Sebbene le feste di quartiere possano sembrare un concetto moderno, riconducibili in parte alla nascita stessa del termine ‘quartiere’, alcuni dei primi esempi di questi ‘raduni’ risalgono all'inizio del XX secolo. Dalle riunioni per commemorare i residenti che erano andati a combattere nella prima guerra mondiale nel 1918, alle feste del blocco che hanno dato origine al rap e al moderno concetto di DJing, la storia dei parti di quartieri abusivi è difficile da tracciare.

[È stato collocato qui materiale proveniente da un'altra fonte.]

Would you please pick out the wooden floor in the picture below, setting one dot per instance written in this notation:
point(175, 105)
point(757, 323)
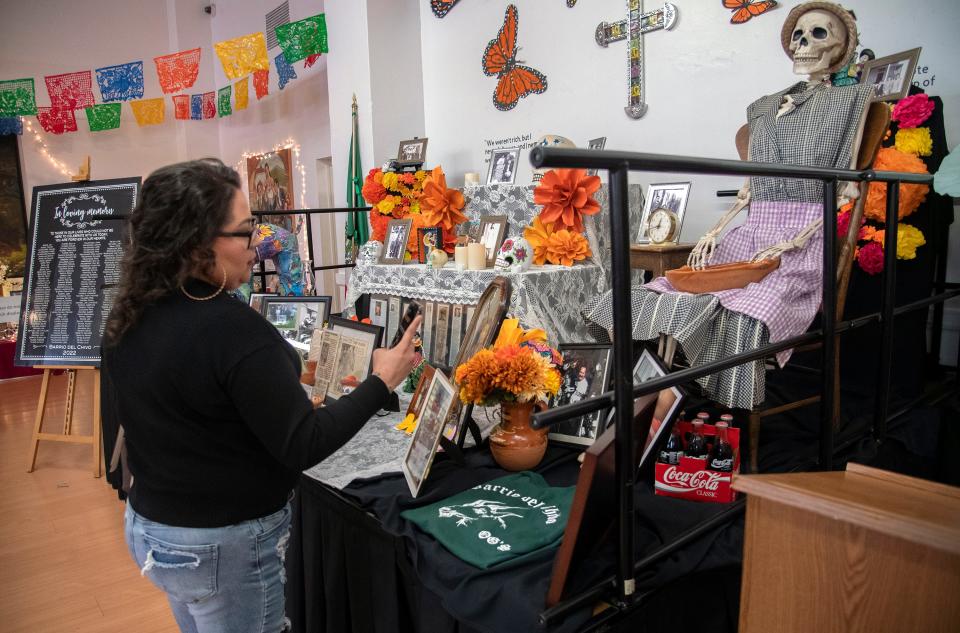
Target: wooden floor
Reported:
point(64, 566)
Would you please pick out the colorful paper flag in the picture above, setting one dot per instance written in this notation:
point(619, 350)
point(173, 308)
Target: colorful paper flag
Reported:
point(10, 125)
point(70, 91)
point(241, 93)
point(209, 105)
point(280, 15)
point(196, 107)
point(303, 38)
point(18, 97)
point(178, 71)
point(56, 121)
point(223, 101)
point(285, 72)
point(261, 83)
point(181, 107)
point(148, 111)
point(242, 55)
point(103, 116)
point(122, 82)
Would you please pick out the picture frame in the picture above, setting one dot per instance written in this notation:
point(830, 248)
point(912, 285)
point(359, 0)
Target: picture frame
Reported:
point(421, 247)
point(891, 76)
point(585, 374)
point(355, 357)
point(668, 404)
point(669, 195)
point(493, 229)
point(296, 318)
point(398, 234)
point(596, 143)
point(412, 152)
point(440, 397)
point(503, 166)
point(256, 300)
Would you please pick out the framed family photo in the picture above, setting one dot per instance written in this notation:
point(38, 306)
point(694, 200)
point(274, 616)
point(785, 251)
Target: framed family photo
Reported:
point(412, 152)
point(584, 374)
point(668, 195)
point(398, 232)
point(423, 445)
point(890, 76)
point(503, 166)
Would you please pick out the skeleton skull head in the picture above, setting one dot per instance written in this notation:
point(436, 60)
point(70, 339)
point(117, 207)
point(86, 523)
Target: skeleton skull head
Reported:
point(818, 41)
point(549, 140)
point(515, 255)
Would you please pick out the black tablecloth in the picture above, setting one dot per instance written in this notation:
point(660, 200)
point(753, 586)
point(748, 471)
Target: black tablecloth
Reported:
point(355, 565)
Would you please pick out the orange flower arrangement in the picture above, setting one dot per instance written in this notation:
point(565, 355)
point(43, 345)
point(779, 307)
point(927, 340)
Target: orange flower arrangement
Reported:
point(567, 196)
point(566, 247)
point(439, 205)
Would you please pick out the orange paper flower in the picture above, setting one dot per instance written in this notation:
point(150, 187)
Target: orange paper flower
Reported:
point(441, 206)
point(565, 247)
point(567, 196)
point(538, 234)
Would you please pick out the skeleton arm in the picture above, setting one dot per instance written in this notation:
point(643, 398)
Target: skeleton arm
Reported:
point(702, 253)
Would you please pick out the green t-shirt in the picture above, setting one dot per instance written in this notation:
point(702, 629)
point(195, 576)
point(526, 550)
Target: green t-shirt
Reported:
point(499, 520)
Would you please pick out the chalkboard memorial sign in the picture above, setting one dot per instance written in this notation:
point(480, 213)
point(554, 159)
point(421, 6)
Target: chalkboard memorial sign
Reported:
point(77, 237)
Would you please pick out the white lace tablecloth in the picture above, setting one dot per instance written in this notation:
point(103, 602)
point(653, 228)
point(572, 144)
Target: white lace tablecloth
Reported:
point(548, 297)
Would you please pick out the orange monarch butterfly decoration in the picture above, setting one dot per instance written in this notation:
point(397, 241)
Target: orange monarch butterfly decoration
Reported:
point(500, 59)
point(743, 10)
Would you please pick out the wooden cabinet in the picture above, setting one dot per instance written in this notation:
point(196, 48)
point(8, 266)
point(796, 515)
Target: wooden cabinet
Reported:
point(861, 550)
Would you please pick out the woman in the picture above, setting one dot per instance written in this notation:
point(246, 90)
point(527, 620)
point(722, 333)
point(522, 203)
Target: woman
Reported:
point(217, 425)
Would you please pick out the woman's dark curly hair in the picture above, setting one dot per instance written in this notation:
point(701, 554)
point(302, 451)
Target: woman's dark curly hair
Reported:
point(182, 208)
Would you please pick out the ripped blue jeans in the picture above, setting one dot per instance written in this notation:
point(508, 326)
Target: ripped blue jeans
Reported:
point(218, 580)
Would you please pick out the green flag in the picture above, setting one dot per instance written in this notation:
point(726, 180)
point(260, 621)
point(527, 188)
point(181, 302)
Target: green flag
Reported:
point(103, 116)
point(358, 230)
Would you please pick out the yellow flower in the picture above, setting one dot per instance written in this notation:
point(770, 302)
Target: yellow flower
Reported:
point(915, 141)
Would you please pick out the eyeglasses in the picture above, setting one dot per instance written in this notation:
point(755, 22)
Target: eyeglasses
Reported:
point(251, 234)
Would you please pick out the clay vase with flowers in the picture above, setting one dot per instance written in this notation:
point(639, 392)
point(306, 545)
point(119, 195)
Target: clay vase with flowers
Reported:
point(519, 372)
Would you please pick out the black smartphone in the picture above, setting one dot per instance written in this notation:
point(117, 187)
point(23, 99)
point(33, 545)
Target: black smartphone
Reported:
point(413, 309)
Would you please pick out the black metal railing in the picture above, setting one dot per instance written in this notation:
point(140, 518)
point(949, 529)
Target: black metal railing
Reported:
point(618, 164)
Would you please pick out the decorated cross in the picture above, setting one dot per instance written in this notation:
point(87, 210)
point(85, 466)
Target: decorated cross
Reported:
point(633, 28)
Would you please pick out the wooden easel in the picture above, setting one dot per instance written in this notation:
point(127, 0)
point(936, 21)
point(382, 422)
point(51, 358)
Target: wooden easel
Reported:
point(66, 434)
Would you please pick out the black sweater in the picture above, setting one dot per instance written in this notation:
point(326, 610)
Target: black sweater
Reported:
point(217, 425)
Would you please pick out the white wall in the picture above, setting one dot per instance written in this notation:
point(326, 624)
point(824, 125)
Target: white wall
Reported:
point(700, 77)
point(47, 37)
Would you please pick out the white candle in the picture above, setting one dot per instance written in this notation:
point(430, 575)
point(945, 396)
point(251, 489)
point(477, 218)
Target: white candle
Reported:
point(476, 256)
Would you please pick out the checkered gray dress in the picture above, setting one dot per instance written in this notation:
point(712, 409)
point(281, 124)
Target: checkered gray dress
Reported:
point(819, 132)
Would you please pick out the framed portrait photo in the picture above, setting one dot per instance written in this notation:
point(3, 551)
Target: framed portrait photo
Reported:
point(355, 358)
point(493, 228)
point(398, 232)
point(503, 166)
point(412, 152)
point(672, 196)
point(296, 318)
point(584, 374)
point(423, 445)
point(891, 76)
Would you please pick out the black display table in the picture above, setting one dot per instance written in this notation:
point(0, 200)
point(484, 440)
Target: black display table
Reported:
point(355, 565)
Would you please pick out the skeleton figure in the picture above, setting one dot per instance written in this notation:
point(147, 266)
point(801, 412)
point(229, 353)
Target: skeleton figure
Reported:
point(479, 509)
point(820, 37)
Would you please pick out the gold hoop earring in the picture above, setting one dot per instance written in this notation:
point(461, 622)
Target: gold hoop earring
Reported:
point(223, 285)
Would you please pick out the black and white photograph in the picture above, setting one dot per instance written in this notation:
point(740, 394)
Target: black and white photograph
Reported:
point(890, 76)
point(503, 166)
point(584, 374)
point(668, 195)
point(296, 318)
point(493, 229)
point(396, 247)
point(412, 152)
point(423, 444)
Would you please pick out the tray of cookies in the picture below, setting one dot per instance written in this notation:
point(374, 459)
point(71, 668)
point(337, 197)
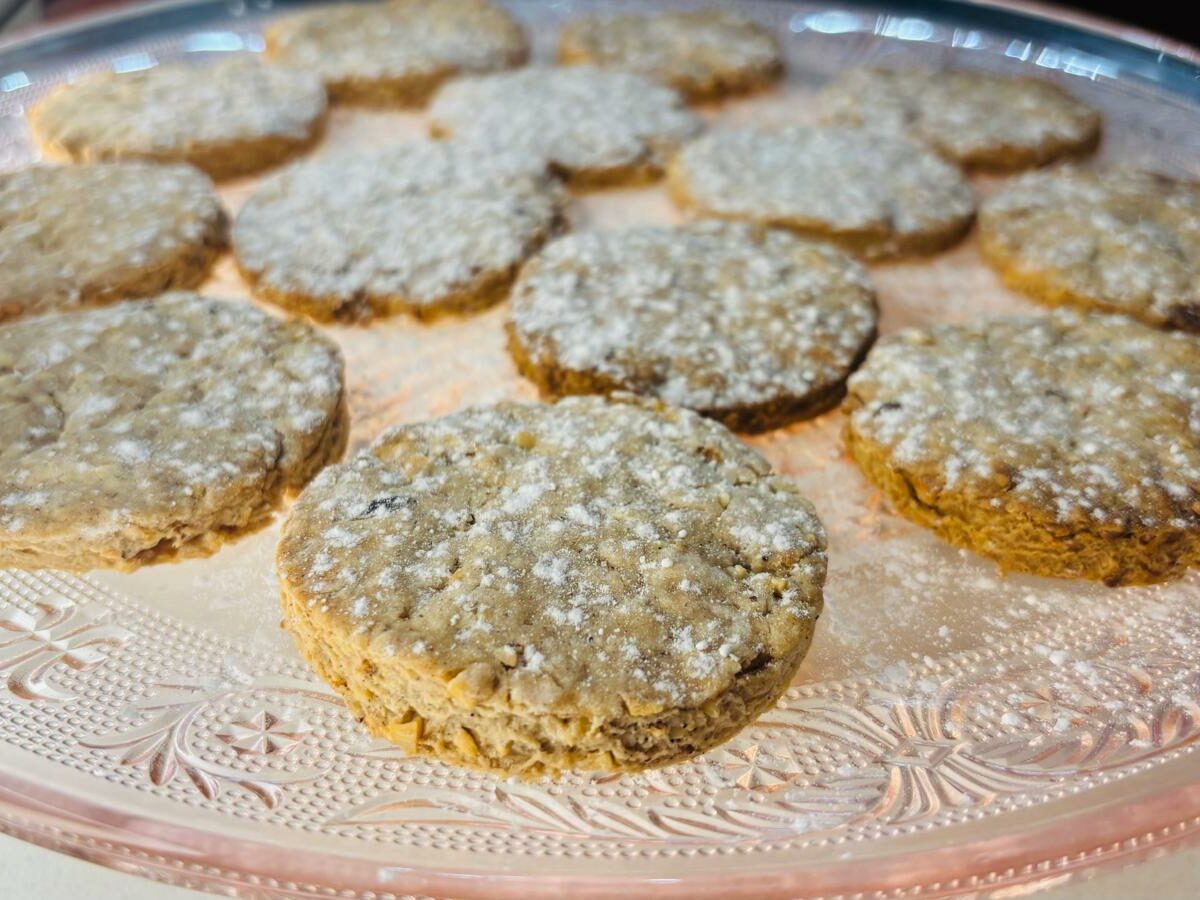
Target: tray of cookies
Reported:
point(523, 449)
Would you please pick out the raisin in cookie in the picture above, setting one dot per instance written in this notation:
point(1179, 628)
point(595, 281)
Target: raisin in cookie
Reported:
point(81, 235)
point(429, 228)
point(233, 118)
point(875, 195)
point(1065, 445)
point(595, 126)
point(397, 53)
point(1116, 240)
point(589, 585)
point(705, 54)
point(155, 430)
point(751, 327)
point(977, 119)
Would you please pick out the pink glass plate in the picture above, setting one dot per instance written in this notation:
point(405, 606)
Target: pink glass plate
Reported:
point(952, 732)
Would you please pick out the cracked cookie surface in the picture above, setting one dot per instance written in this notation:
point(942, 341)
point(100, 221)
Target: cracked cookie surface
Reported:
point(593, 125)
point(977, 119)
point(705, 54)
point(874, 195)
point(427, 228)
point(1065, 445)
point(157, 429)
point(81, 235)
point(397, 53)
point(235, 117)
point(753, 327)
point(1111, 239)
point(589, 585)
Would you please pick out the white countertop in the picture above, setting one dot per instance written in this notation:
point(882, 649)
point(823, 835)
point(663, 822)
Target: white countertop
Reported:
point(30, 873)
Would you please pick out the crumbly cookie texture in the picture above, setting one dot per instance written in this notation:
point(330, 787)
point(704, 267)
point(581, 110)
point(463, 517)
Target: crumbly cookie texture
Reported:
point(155, 430)
point(400, 52)
point(753, 327)
point(233, 118)
point(1116, 240)
point(977, 119)
point(79, 235)
point(429, 228)
point(589, 585)
point(595, 126)
point(875, 195)
point(705, 54)
point(1062, 445)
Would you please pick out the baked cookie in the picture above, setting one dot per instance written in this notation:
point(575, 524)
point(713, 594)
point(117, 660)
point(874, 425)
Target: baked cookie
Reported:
point(977, 119)
point(426, 227)
point(751, 327)
point(705, 54)
point(397, 53)
point(233, 118)
point(595, 126)
point(876, 196)
point(1065, 445)
point(79, 235)
point(155, 430)
point(1116, 240)
point(527, 589)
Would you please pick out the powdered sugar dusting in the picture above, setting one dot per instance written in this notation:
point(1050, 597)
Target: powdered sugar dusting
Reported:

A metà degli anni '70, un adolescente di periferia, Joseph Saddler, detto Grandmaster Flash, ebbe un'idea: per prolungare i ritmi dei dischi che gli piacevano di più, iniziò a far saltare la puntina sul vinile, a usare due giradischi contemporaneamente, a cambiare in continuazione i canali di un mixer. Nello stesso periodo un altro ragazzo del South Bronx, Theodore Livingston, detto Grand Wizard Theodore, fermò casualmente il disco con la mano e ottenne uno skid dissonante. Con questi elementi, i DJ del Bronx, spesso usando l'elettricità sottratta illegalmente dai lampioni della città, diedero al giradischi un nuovo uso come strumento: era nato il Djing. Non c’era più bisogno di chitarre e batterie costose, bastava manipolare beat pre-esistenti, distruggendo volontariamente la superficie dei loro dischi: i Run-DMC - il gruppo di Hollis, Queens - avrebbe detto più tardi: “A ogni jam che facciamo, rompiamo due aghi".

Per quanto riguarda l’affluenza, tra la fine degli anni '60 e l'inizio degli anni '70, la mobilità era ostacolata dai problemi tra gang, con bande rivali come i Ghetto Brothers, i Savage Skulls e i Black Spades che gestivano i rispettivi quartieri impedendo l'aggregazione. Alla fine del 1971, tuttavia, una tregua - l'Hoe Avenue Peace Meeting - distrusse le barriere tra gli isolati e diede il via alle feste miste. Da un lato il funk latino dei nazionalisti portoricani Ghetto Brothers dall’altro i Black Spades, che, sotto l'influenza del leader della divisione e DJ Afrika Bambaata, si trasformarono nella Universal Zulu Nation. Una figura chiave emersa in questo contesto fu Clive Campbell, alias DJ Kool Herc, adolescente giamaicano che iniziò la sua carriera organizzando feste di fine anno al liceo. Campbell, appassionato di funk e soul, ha dato vita ad un concetto alla base dell'hip-hop, il "break", l'isolamento di un segmento percussivo all'interno di un brano e la sua ripetizione. Presto le sue feste, passate a rappare con il suo amico Coco (Coke La Rock), ispirarono i Dj rivali e la musica dei block party divenne avanguardia e sperimentazione, un campo giochi per la gioventù dei quartieri dei sobborghi lontana da qualsiasi giurisdizione, capace di riunire una comunità multiculturale con feste di quartiere, jam nei centri giovanili o nei cortili delle scuole.

La cultura hip-hop di New York fu graziata dal blackout nella notte del 13-14 luglio 1977, che lasciò la maggior parte della città al buio, una notte di saccheggi nei negozi di elettronica fu il catalizzatore della successiva esplosione culturale. 
Nel 1979, una versione di questo sound da festa avrebbe trovato la sua strada nel vinile. Lo status di pioniere è una scarsa ricompensa per alcuni creatori dimenticati che hanno gettato i semi di quella che oggi è un'industria multimiliardaria, ma, come scrisse Gary Warnett sul Mr Porter Journal, “quelle sessioni al chiaro di luna hanno modificato la musica per sempre”.